Olhando para o título deste artigo, todos concordaríamos que Ser permite-nos ser mais ricos, do que o Ter. Na prática, porém, num mundo cada vez mais centrado no dinheiro e na competitividade, valorizarmos bastante mais o lado material da vida. Os nossos valores estão completamente invertidos e o Ter tem, cada vez mais, sido uma prioridade para cada um de nós.
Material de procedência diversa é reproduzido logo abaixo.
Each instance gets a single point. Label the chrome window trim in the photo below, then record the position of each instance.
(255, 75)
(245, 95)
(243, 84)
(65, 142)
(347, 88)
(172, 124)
Ter uma vida confortável e sem preocupações financeiras é um desejo quase universal. É claro que é necessário ter dinheiro para sustentar as nossas necessidades essenciais e ter uma qualidade de vida no que toca a habitação, saúde, estudos, conforto e segurança. Uma das causas desta preocupação com os bens materiais é a nossa necessidade de nos definirmos pelas nossas posses, de ter mais do que os vizinhos ou amigos, numa competição nada saudável. Atrelamos o nosso valor ao que possuímos, à fama, ao que ostentamos, numa busca incessante pelo que teremos a seguir para demonstrar que o temos. Vivemos num mundo extremamente competitivo, onde buscamos desesperadamente e a todo custo, acumular bens materiais, ter o corpo perfeito, ter mais tempo, ter status e poder. Esquecemo-nos de que, não obstante a fugacidade da vida, o que deveríamos, primeiro, Ser, para depois podermos Ter.
Aquilo que fazemos para ganhar a vida é diferente daquilo que fazemos para ter uma vida. Acreditamos que para Ser alguma coisa temos que Ter um emprego, dinheiro, um carro, ou comer num restaurante “in”. O dinheiro assume uma função de expressão de força, de poder, para compensar a nossa fragilidade interna e as nossas inseguranças. Trabalhamos pelo sustento, porém, para ter uma vida com qualidade, devemos amar, sentir que servimos um propósito e encontrarmos o nosso real significado de Ser. Precisamos de valorizar tudo aquilo que possuímos e não só os bens materiais.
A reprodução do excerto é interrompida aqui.